Brooks stood and backed away from the hootch a few steps, hoping to draw O’Hare out. “Shit, L-T. Look at that,” El Paso whispered from behind him. Several Delta troops on the perimeter were smoking and passing their smoke back and forth. The butt popped sending sparks flying. The soldiers laughed. “Holy Mother of God,” El Paso whispered. “They’re blowin dew out here.”

The personality of Delta Company was as different from Alpha as Brooks was from O’Hare. The companies were like brothers who had grown apart. On the surface Alpha was quiet, pensive, cautious yet daring. Delta was loud, boisterous, macho. In many ways Delta was a throwback to an earlier American personality in Vietnam which exuded bravado and faith in the American military way, while Alpha was the younger brother, taught tactics primarily by the NVA. Yet both companies came from the same parentage, the same battalion, division, country. The same technology was behind both, and the same can-do spirit, and the same ugly withdrawal symptoms sent from a country turned sour on war and demanding the return of its soldiers. Oh God, Brooks thought. Just let up a little, just relax and let them relax, and this is what you’ll have.
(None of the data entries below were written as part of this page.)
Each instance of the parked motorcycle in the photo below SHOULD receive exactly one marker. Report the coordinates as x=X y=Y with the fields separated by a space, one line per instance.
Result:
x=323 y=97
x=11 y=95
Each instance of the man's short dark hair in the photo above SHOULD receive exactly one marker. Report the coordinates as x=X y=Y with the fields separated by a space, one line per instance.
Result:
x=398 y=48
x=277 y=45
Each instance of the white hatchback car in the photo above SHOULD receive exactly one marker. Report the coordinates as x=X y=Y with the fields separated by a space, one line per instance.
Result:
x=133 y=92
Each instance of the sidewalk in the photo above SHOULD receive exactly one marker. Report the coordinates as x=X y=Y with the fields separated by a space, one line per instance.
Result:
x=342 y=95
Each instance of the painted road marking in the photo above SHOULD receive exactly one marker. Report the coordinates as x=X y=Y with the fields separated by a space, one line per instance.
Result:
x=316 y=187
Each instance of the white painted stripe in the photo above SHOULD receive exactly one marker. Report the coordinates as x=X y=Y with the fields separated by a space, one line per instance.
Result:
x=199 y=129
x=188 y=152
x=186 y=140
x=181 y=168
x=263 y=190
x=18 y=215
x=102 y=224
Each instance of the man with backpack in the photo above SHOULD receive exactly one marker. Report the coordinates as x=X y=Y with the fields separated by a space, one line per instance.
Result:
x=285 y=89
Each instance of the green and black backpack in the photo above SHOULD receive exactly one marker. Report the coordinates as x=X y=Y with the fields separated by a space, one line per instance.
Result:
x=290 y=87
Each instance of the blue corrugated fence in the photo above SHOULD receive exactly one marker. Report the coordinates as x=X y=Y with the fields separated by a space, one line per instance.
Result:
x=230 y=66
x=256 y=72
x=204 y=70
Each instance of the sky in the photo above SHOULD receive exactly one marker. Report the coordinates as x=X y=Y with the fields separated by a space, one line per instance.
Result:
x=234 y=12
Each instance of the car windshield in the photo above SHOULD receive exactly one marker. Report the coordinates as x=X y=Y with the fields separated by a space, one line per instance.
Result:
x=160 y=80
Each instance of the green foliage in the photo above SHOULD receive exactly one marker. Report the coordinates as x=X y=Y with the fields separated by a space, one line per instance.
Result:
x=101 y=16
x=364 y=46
O’Hare came out from beneath the poncho roof. He had put on a rain jacket. “Did you hear, Bravo got another POW? They got em an NVA honcho.”

“When?” Brooks asked. He stepped away from O’Hare coaxing the other commander into open neutral ground.

“Earlier this morning. They killed another gook and got this honcho, and an AK and two RPGs. Can you believe it? Taking a prisoner in this shit.”

“Where’d they get them?”

“Another bunker complex. Those bastards are dug in all over this valley.”

“They weren’t moving?”

“Nope. Not from what I monitored anyway. They said both gooks were clean and healthy.”

Brooks signaled to Cahalan. The RTO approached immediately. “Get a full sit-rep on Bravo’s action,” he whispered then walked off pulling O’Hare with him. Alpha’s CP contingent followed at a distance. “How much bug juice did your men come up with?” Brooks asked O’Hare quietly.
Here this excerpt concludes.